Franz Alexander von Kleist (24 December 1769 – 8 August 1797) was a German poet of the late 18th century.

== Life ==
Franz Alexander was a member of the noble Pomeranian von Kleist family. He was born in Potsdam, son of General Franz Kasimir von Kleist (1736–1808) and his wife Caroline Luise Eleonore Johanne (also née von Kleist, but of the Zützen branch of the family; 1747–1780). General Friedrich Ludwig Heinrich von Kleist was his younger brother.
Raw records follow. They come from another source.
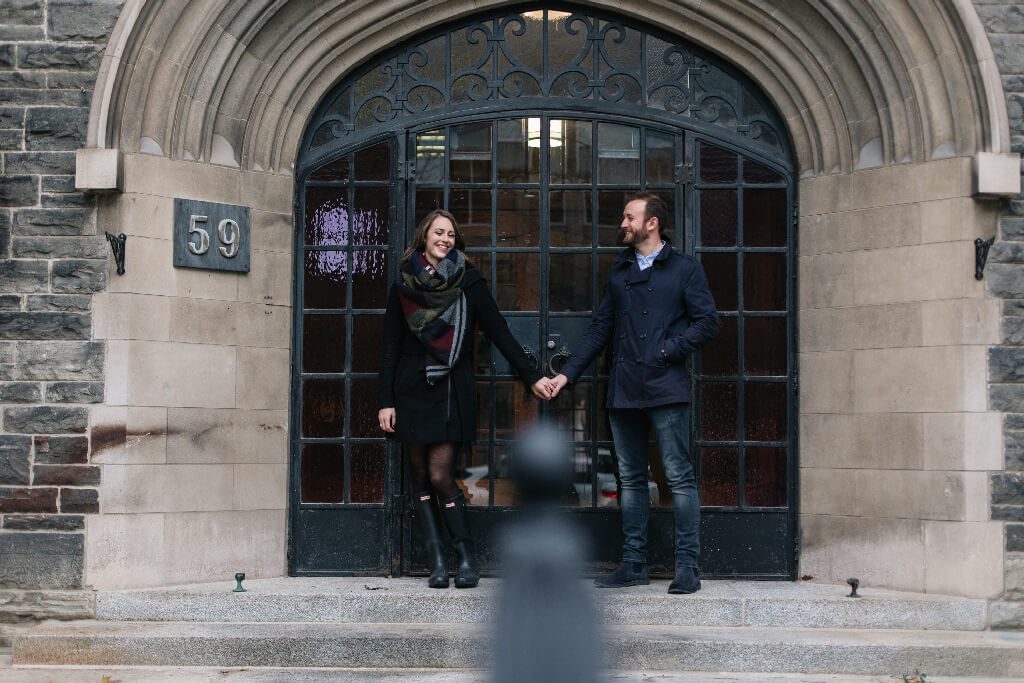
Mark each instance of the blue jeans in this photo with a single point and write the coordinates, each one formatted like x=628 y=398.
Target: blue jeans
x=672 y=429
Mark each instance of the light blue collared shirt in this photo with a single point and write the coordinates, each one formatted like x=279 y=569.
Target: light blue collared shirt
x=644 y=262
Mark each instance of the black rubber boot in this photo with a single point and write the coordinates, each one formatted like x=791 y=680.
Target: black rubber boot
x=455 y=516
x=436 y=554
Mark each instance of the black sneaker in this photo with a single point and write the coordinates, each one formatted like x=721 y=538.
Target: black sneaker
x=687 y=581
x=628 y=573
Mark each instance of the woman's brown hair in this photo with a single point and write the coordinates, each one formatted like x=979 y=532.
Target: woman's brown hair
x=420 y=238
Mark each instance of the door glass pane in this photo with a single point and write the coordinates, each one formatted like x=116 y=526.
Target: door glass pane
x=720 y=356
x=764 y=481
x=518 y=217
x=324 y=343
x=323 y=468
x=471 y=209
x=430 y=157
x=571 y=151
x=765 y=411
x=718 y=217
x=764 y=345
x=370 y=216
x=367 y=473
x=324 y=280
x=764 y=282
x=327 y=216
x=374 y=163
x=764 y=217
x=518 y=156
x=367 y=334
x=718 y=411
x=364 y=410
x=660 y=157
x=369 y=280
x=569 y=282
x=721 y=271
x=717 y=165
x=571 y=218
x=719 y=477
x=518 y=282
x=471 y=153
x=323 y=408
x=617 y=154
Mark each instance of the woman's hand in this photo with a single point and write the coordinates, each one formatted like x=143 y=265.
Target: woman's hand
x=386 y=418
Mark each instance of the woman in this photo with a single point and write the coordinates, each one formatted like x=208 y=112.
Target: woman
x=427 y=393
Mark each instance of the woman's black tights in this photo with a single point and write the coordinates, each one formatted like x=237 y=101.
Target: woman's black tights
x=431 y=466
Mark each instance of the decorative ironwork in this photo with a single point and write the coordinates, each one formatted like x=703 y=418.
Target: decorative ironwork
x=570 y=59
x=118 y=247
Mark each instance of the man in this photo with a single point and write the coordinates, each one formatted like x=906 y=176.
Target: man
x=657 y=309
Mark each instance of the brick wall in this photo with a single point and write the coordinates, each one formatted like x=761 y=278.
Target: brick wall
x=51 y=262
x=1005 y=24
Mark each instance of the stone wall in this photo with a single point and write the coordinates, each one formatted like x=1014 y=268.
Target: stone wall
x=52 y=259
x=1005 y=24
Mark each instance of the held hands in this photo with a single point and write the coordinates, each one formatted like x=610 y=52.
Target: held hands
x=386 y=418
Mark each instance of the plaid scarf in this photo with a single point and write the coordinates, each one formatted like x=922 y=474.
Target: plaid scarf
x=435 y=308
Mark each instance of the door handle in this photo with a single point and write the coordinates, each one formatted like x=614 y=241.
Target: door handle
x=563 y=353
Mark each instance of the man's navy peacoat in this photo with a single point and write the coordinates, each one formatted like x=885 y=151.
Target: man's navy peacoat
x=654 y=318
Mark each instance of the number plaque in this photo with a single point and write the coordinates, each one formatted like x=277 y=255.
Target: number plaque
x=211 y=236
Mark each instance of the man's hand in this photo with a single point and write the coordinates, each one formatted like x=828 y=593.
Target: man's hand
x=386 y=418
x=542 y=389
x=557 y=382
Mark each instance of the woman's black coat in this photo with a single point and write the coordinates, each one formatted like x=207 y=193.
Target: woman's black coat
x=423 y=413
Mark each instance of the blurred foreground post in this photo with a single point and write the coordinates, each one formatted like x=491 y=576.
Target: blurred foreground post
x=546 y=628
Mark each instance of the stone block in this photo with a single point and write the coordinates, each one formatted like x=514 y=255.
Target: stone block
x=55 y=128
x=19 y=392
x=262 y=380
x=51 y=163
x=44 y=522
x=59 y=360
x=18 y=189
x=61 y=450
x=80 y=22
x=124 y=435
x=125 y=551
x=209 y=546
x=201 y=435
x=50 y=248
x=142 y=373
x=955 y=551
x=76 y=275
x=19 y=275
x=53 y=221
x=133 y=488
x=41 y=560
x=826 y=382
x=260 y=486
x=880 y=552
x=75 y=392
x=45 y=420
x=871 y=441
x=66 y=475
x=963 y=441
x=44 y=326
x=66 y=302
x=82 y=501
x=15 y=453
x=28 y=500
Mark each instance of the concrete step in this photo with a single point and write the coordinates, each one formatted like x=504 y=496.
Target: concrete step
x=410 y=601
x=673 y=648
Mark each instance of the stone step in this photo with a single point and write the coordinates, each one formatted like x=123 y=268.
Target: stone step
x=676 y=648
x=410 y=601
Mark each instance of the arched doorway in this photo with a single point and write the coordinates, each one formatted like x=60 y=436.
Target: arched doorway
x=532 y=127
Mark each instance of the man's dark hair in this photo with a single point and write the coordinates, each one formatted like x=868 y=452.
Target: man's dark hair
x=654 y=207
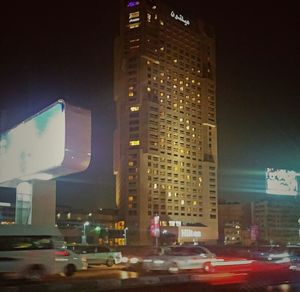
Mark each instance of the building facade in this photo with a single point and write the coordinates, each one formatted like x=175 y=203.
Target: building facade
x=277 y=220
x=235 y=223
x=165 y=143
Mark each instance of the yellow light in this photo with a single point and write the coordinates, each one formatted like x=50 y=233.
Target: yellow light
x=130 y=198
x=133 y=25
x=134 y=14
x=135 y=108
x=134 y=142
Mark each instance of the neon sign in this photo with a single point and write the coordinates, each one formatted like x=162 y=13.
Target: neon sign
x=180 y=18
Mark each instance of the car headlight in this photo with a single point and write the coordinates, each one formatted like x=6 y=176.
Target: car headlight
x=159 y=262
x=124 y=259
x=147 y=261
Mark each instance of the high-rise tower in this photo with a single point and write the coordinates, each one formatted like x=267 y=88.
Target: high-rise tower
x=165 y=156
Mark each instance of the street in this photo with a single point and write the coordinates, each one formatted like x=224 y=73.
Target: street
x=102 y=278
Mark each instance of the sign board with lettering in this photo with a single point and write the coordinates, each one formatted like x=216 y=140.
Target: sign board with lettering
x=281 y=182
x=155 y=227
x=54 y=142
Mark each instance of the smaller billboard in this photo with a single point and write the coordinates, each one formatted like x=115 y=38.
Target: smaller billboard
x=281 y=182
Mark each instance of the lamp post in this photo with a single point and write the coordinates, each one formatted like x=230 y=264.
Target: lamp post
x=125 y=234
x=83 y=239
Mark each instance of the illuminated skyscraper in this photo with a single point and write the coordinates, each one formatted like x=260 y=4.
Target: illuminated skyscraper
x=165 y=156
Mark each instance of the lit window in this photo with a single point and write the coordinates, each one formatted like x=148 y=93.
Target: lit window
x=134 y=20
x=134 y=108
x=130 y=198
x=134 y=142
x=133 y=3
x=134 y=14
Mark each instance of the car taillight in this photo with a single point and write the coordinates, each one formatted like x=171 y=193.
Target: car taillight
x=63 y=253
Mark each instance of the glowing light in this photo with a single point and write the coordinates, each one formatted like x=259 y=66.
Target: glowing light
x=133 y=3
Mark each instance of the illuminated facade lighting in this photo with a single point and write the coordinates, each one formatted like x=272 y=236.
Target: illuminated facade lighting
x=171 y=117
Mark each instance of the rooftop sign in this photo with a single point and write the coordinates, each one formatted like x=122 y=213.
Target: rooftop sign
x=179 y=17
x=281 y=182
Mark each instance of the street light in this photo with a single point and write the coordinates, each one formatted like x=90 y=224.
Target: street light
x=125 y=234
x=87 y=223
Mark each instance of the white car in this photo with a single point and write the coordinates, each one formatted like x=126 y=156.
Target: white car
x=69 y=262
x=97 y=255
x=33 y=252
x=176 y=258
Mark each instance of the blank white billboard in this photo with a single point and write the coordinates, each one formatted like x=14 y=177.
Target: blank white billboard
x=52 y=143
x=281 y=182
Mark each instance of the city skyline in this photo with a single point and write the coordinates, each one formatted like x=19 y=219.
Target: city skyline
x=257 y=68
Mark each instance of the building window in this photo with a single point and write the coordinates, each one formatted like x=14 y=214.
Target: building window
x=134 y=108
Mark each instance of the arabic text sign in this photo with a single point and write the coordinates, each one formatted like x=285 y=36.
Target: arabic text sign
x=180 y=17
x=281 y=182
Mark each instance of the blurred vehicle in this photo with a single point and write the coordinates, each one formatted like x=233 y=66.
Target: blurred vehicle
x=69 y=262
x=268 y=253
x=28 y=251
x=96 y=254
x=176 y=258
x=241 y=265
x=294 y=255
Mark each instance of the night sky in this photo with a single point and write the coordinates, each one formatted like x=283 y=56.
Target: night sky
x=52 y=50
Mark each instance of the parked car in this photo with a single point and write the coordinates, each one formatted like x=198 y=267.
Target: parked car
x=96 y=254
x=33 y=252
x=68 y=262
x=176 y=258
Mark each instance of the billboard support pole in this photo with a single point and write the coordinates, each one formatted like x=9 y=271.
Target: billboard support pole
x=36 y=203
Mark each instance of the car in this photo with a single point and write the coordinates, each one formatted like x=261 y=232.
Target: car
x=96 y=254
x=68 y=262
x=34 y=252
x=244 y=265
x=268 y=253
x=176 y=258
In 1784, Franz Alexander entered the Prussian Infantry Regiment of the Duke of Brunswick ("Herzog von Braunschweig"). His regiment was stationed in Halberstadt, where he came into close contact with Johann Wilhelm Ludwig Gleim, who because of his earlier friendship with Ewald Christian von Kleist, who fell in battle in 1759, had a particular inclination towards him. Franz Alexander is reckoned as a member of the Halberstadt Poetry Circle ("Halberstädter Dichterkreis"). He wrote several texts while he was in Halberstadt. After he left the town, he kept up a correspondence with Gleim until his early death.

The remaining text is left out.